CSRC weighs closing backdoor listings

Chinese companies planning to re-list at home after disappointing results with overseas IPOs got some troublesome signals last week, when rumors emerged that China’s securities regulator might be planning to slow or halt a mechanism that has quickly become the preferred route for such homecomings.

That mechanism has seen newly privatized companies make back-door listings using Shenzhen- and Shanghai-traded firms that are often just shells of former state-run enterprises whose own businesses have withered. Returning companies have chosen such a path because conventional IPOs in China have slowed to a crawl due to the regulator’s concerns about market volatility, creating a huge waiting line for new listings.
While concern about the growing number of backdoor listings is understandable, the China Securities Regulatory Commission (CSRC) should take a more moderate approach by creating a formal system with strong oversight for these unconventional listings rather than halting them altogether. Such an approach would not only provide these healthy companies with access to new money for growth and daily activities, but would also help to clear China’s stock exchanges of these shell companies cluttering the marketplace.

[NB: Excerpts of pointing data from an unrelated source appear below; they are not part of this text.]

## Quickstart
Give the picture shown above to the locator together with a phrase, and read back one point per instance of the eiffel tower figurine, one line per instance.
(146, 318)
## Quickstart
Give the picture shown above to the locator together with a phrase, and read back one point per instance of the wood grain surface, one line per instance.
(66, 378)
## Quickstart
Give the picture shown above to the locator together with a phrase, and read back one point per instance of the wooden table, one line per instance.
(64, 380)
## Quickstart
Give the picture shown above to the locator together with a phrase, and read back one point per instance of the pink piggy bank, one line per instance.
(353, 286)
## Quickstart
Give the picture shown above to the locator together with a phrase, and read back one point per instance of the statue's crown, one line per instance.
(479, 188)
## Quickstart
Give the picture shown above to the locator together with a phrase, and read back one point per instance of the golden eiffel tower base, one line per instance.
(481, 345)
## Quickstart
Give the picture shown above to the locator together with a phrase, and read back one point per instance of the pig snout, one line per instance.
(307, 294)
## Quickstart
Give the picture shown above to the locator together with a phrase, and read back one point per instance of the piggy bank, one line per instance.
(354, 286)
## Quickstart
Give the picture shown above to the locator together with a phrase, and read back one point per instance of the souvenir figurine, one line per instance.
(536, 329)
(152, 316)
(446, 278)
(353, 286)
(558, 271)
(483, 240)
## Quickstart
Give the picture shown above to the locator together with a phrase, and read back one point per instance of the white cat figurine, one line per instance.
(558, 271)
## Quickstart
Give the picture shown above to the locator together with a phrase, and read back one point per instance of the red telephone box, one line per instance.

More than 3 dozen Chinese companies announced plans to de-list from New York last year, after their shares languished and valuations stagnated due to lack of interest from US investors. Among that group, a handful of names, including outdoor advertising specialist Focus Media and online game operator Giant Interactive, are in the process of re-listing on China’s A-share market by injecting themselves into shell companies, a process known as a reverse takeover or backdoor listing.

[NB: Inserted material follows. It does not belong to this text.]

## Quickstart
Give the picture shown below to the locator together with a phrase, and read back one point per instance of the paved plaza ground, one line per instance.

The process has caught the attention of the CSRC, which has only allowed an average of 10 new conventional IPOs per month this year in a bid to stabilize stock markets after a major sell-off at the start of 2016. The CSRC has also indicated it will delay the rollout of a new market-based registration system for new IPOs that many were expecting to launch this year, further showing it plans to tightly restrict the number of new offerings for the foreseeable future.

With little hope of making conventional IPOs in China anytime soon, a growing number of formerly US-listed companies have been eyeing backdoor offerings as a faster route to market. Those included security software giant Qihoo (NYSE: QIHU), which has reportedly chosen a shell company for what would have been one of the biggest backdoor listings to date, as it aims to sharply boost its market value of $9 billion that it previously had in New York.

Growing Alarm

Alarmed at this flood of new shares coming in through the back door, often with far less regulatory scrutiny than traditional IPOs, the CSRC was rumored last week to be planning drastic action by potentially shutting down such listings completely. (English article; Chinese article) The CSRC responded by saying it was analyzing the potential impact of such backdoor listings, and Qihoo put out its own statement saying the rumors weren’t true. (Qihoo statement)

Such backdoor listings are very complicated, and their relative novelty in China means there is plenty of room for speculation and other financial mischief in the process. Even in a mature market like the US, some financially suspicious Chinese companies took advantage of relatively light regulation of such listings to become publicly traded in New York, leading to a confidence crisis that prompted the regulator to forcibly de-list many in 2011 and 2012.

The case this time in China is slightly different, since many of the companies aiming to make such backdoor listings are sector leaders and widely respected names like Qihoo, as well as hotel operator Homeinns (NYSE: HMIN) and real estate services firm E-House (NYSE: EJ). Accordingly, their addition to China’s stock markets would provide some high-quality private sector options that are currently out of reach for most domestic investors.

At the same time, most of the shells being used in these listings are state-run companies whose businesses have largely failed. And yet such companies have managed to avoid de-listing despite the CSRC’s efforts to clean up the market, creating clutter and confusion for Chinese investors who don’t understand the phenomenon.

Rather than cut off the backdoor re-listing route completely, the CSRC should consider creating a more formal process for such listings with strict oversight to avoid profiteering and other financial shenanigans. It could also open that process to everyone, serving a dual purpose of adding another option for companies wishing to list while also cleaning up the market of the current crop of misleading and clutter-creating shell companies.